A little late to the party here, but I thought I might weigh in to share something useful I learned about summation/product identities when I first learned about induction, especially since this question has the proof-writing tag (I'm only going to focus on the inductive step, as you have already established the base case).
For most basic problems, the idea is to "peel off the $k+1$th summand" and then use the inductive hypothesis appropriately, etc. I'll give you an example concerning your problem specifically (since you have already accepted an answer, I imagine you have already proved the result).

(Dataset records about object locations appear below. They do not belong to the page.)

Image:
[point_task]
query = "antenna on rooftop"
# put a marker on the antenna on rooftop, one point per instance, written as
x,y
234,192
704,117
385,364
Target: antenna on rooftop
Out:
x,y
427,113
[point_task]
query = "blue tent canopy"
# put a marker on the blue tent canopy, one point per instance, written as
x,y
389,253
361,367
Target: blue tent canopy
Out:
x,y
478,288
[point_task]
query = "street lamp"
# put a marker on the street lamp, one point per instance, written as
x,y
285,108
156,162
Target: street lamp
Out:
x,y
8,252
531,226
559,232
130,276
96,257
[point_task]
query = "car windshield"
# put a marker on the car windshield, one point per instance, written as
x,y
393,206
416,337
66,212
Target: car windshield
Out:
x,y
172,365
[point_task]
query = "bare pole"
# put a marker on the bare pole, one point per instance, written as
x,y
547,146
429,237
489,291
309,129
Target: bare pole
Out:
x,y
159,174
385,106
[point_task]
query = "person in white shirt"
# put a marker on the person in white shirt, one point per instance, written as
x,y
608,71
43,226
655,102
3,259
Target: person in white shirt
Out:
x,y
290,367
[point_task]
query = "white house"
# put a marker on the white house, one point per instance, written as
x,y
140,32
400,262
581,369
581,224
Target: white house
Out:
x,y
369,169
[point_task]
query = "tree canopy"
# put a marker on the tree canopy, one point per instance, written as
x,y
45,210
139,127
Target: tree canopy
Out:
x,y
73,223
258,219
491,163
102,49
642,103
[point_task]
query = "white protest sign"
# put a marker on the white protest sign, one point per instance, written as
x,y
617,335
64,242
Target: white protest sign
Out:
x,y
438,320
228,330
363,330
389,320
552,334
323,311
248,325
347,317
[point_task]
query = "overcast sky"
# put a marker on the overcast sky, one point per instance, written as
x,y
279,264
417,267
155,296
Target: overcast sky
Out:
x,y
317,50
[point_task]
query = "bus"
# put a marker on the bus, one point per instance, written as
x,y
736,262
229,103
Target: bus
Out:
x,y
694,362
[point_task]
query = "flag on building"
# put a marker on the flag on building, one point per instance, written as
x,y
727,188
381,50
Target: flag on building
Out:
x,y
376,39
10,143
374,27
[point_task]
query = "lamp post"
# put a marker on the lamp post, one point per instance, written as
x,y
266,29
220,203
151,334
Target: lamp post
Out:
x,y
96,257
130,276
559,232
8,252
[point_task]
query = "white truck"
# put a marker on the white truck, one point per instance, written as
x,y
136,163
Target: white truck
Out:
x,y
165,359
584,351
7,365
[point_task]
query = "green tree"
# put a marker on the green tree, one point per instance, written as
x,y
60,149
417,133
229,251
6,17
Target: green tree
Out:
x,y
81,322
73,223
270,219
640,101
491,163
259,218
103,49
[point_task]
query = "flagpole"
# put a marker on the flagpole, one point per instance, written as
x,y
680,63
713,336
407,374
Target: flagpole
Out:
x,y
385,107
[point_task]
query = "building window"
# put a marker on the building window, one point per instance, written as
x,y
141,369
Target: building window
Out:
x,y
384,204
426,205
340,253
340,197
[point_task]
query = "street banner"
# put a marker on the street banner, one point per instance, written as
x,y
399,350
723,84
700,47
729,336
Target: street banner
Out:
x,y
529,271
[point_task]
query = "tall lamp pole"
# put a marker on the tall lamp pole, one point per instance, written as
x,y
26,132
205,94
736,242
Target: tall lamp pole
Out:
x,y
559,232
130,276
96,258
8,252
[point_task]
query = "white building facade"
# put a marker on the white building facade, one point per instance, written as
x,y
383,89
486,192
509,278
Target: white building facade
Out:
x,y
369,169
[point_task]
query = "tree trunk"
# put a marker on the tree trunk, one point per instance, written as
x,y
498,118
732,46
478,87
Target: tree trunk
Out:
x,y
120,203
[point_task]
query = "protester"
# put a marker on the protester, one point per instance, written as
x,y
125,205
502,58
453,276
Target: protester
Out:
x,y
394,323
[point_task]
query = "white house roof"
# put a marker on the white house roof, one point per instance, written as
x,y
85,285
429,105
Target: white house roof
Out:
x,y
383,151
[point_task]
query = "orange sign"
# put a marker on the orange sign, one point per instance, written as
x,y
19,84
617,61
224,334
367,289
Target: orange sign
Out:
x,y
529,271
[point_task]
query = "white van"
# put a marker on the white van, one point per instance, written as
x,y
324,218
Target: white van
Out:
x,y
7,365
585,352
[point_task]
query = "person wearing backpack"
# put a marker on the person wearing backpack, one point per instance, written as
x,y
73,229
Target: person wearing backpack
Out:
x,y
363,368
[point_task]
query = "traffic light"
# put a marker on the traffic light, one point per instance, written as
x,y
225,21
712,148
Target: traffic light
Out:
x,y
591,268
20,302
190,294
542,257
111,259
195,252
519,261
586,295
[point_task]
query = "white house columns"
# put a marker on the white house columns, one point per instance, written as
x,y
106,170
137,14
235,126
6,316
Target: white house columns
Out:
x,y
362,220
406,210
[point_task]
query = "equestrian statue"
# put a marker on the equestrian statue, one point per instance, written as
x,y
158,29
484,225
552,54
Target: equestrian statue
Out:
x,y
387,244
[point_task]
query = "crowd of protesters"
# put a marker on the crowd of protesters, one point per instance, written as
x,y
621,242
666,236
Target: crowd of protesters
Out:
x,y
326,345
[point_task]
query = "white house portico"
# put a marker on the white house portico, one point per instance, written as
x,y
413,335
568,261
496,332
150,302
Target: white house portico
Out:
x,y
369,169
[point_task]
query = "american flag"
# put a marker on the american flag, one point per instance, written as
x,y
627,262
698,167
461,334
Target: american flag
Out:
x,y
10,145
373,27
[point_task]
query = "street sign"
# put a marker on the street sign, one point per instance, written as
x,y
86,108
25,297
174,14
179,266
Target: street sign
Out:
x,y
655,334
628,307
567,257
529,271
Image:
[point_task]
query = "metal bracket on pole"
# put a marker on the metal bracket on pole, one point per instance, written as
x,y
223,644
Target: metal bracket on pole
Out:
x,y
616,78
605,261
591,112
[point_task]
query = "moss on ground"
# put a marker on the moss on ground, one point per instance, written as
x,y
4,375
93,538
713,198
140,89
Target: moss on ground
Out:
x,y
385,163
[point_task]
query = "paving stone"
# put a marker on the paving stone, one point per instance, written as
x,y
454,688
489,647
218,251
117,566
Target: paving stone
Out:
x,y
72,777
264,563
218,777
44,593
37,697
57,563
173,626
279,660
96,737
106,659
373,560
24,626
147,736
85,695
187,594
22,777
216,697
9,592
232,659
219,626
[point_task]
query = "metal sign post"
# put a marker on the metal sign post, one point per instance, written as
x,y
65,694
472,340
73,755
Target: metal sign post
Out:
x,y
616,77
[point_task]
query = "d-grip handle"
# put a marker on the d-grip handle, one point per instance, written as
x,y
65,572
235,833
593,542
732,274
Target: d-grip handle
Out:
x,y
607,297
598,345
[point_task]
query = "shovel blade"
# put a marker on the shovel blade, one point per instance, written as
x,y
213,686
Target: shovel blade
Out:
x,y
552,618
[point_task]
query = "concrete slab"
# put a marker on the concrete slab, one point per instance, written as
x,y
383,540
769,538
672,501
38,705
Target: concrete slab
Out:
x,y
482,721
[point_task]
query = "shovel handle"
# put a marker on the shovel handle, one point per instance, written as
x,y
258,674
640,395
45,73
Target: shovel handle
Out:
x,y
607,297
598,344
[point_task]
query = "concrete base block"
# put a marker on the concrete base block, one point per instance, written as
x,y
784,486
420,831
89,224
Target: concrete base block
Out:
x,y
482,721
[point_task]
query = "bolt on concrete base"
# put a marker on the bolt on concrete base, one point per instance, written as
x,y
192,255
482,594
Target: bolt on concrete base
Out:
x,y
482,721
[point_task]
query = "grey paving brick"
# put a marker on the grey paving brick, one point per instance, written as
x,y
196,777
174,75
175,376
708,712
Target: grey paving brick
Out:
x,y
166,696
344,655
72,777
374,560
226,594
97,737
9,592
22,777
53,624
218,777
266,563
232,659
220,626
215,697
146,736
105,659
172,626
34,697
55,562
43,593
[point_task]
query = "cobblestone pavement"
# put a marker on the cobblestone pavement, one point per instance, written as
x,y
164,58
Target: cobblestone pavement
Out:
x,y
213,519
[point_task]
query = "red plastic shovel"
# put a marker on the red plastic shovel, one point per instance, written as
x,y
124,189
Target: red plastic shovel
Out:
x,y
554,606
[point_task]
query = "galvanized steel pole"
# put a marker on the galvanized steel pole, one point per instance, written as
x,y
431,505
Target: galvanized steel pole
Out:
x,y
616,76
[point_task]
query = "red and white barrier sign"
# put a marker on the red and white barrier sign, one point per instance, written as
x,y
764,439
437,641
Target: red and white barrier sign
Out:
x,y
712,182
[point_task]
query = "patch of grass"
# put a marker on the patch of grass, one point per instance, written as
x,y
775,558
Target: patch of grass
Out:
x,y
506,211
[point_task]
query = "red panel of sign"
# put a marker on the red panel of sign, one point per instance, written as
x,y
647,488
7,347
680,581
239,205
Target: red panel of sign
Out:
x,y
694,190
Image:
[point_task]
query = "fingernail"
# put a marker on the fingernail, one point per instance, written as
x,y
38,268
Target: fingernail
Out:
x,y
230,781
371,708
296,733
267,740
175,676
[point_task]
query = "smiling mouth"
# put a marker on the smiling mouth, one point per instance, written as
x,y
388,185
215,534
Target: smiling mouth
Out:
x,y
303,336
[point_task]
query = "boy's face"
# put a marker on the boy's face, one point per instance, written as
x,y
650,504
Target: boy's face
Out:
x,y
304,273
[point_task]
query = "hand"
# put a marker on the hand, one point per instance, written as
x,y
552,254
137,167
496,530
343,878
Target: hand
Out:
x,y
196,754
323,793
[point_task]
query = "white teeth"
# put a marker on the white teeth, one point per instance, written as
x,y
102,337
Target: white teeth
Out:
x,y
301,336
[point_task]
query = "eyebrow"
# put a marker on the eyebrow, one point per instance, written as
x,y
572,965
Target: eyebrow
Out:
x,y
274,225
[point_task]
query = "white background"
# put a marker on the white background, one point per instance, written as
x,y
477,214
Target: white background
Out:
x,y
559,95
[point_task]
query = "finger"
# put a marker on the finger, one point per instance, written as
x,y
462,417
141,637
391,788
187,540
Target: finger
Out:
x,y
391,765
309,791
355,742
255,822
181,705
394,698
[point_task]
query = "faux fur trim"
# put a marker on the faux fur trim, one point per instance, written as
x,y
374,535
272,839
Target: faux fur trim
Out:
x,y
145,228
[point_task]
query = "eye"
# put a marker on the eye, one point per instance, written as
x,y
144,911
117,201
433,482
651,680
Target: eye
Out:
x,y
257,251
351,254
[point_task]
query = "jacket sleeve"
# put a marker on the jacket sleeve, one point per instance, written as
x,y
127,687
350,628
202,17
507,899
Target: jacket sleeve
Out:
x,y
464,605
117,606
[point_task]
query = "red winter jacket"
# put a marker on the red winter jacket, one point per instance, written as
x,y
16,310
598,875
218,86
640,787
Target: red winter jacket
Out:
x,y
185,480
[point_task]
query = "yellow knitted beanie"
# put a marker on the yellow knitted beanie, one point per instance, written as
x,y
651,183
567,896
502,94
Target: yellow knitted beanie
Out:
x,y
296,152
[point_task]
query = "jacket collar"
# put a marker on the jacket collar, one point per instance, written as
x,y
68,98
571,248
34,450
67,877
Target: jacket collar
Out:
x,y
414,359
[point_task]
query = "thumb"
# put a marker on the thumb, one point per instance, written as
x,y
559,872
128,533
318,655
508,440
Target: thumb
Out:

You are trying to show that
$$
2+4+6+\cdots+2n=n^2+n\tag{1}
$$ for all $n\geq 1$, where $n\in\mathbb{Z^+}$. Notice that we can represent $(1)$ by using $\Sigma$-notation:
$$
\sum_{i=1}^n 2i=n^2+n.\tag{2}
$$
Thus, we are really trying to prove that $(2)$ holds for all $n\in\mathbb{Z^+}$. To this end, let $P(n)$ denote the statement
$$
P(n) : \sum_{i=1}^n 2i=n^2+n.
$$
Fix some $k\geq 1$ and assume $P(k)$ to be true; that is,
$$
P(k) : \sum_{i=1}^k 2i=k^2+k
$$
holds. To be shown is that $P(k+1)$, where
$$
P(k+1) : \sum_{i=1}^{k+1} 2i=(k+1)^2+(k+1),
$$
follows. Beginning with the left-hand side of $P(k+1)$,
\begin{align}
\sum_{i=1}^{k+1} 2i &= \underbrace{\sum_{i=1}^k 2i + 2(k+1)}_{\text{"peel off the $k+1$th summand"}}\tag{by definition of $\Sigma$}\\[1em]
&= (k^2+k) + 2(k+1)\tag{by $P(k)$, the ind. hyp.}\\[1em]
&= (k+1)^2+(k+1),\tag{manipulate expression}
\end{align}
we end up with the right-hand side of $P(k+1)$.
Thus, by mathematical induction, the statement $P(n)$ holds for all $n\geq 1$. $\blacksquare$